The endurance swimmer Lynne Cox knew what to do. In 1987, she swam the 2.7 miles between two islands, Little Diomede, part of the US, and Big Diomede, in the then Soviet Union. During the Cold War it was known as the Ice Curtain, and Witness recalled her crossing, which had taken 12 years to set up, inspired by her plaintive plea: "Why can't we find a way of being friends?"

Guided over – more or less – by Inuits with a rusty compass, she made it in just over two hours to be met by a reception committee on an ice bank. Two soldiers pulled her out of the sea – "I instantly felt the heat from their hands" – and everyone threw towels and blankets and coats on top of her. The Soviets had set up tables for a picnic, with a samovar and biscuits. "They were just ready to celebrate the whole afternoon," said Cox. "I'm standing there on the ice and snow and my feet are getting colder."

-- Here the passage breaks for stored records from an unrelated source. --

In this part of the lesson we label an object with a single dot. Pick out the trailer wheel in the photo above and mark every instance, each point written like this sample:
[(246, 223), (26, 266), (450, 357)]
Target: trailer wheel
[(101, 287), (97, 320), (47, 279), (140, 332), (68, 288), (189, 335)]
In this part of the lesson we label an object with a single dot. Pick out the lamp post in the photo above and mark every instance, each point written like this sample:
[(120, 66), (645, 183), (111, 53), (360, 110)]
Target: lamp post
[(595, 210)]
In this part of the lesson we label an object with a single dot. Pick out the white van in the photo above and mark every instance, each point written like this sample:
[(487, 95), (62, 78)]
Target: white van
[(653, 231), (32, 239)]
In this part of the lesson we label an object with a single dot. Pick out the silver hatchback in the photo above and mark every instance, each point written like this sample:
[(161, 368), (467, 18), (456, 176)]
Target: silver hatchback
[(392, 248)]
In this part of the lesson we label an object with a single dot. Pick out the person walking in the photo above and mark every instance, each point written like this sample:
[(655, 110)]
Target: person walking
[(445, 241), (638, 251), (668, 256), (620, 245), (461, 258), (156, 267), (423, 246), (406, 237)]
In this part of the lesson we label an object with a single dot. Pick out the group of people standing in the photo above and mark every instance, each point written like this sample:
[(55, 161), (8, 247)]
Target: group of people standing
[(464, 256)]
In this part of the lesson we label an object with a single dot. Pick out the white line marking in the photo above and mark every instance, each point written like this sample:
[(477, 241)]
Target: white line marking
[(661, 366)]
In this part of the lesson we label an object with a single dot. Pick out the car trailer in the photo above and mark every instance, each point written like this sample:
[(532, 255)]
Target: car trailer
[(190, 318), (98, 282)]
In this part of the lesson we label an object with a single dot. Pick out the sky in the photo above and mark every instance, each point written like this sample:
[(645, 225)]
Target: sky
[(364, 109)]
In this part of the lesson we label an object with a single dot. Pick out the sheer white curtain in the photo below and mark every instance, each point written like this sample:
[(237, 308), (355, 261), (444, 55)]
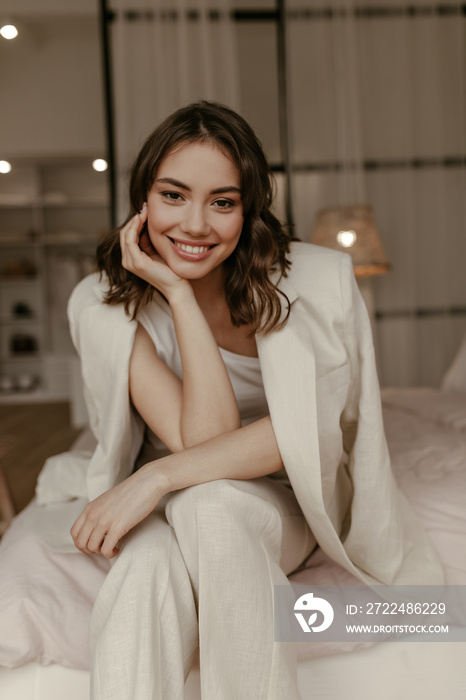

When she was taken to recover, a female Russian doctor put hot water bottles on her arteries, wrapped her in a sleeping bag then climbed on top of her and hugged her to share body heat – not a bad way of "being friends". And what thanks did Cox get? The BBC news said she managed it "by a combination of determination and her own body fat, which insulated her like a seal". Charming.

Darwin's Tunes was a curiosity with a depressing conclusion. The evolutionary biologist Professor Armand Leroi asserted that cultural transmission is an evolutionary process like its biological equivalent. He spoke to the inventor of DarwinTunes, a computer program that generates musical samples that can "breed" new samples, passing on characteristics. After an online vote (that's the natural selection bit), the most popular "evolve". A surprisingly small variety of samples find public approval. And the result? After 6,000 generations, it sounds like Orchestral Manoeuvres in the Dark. All that evolution and we get Eighties synthpop. I told you it was depressing.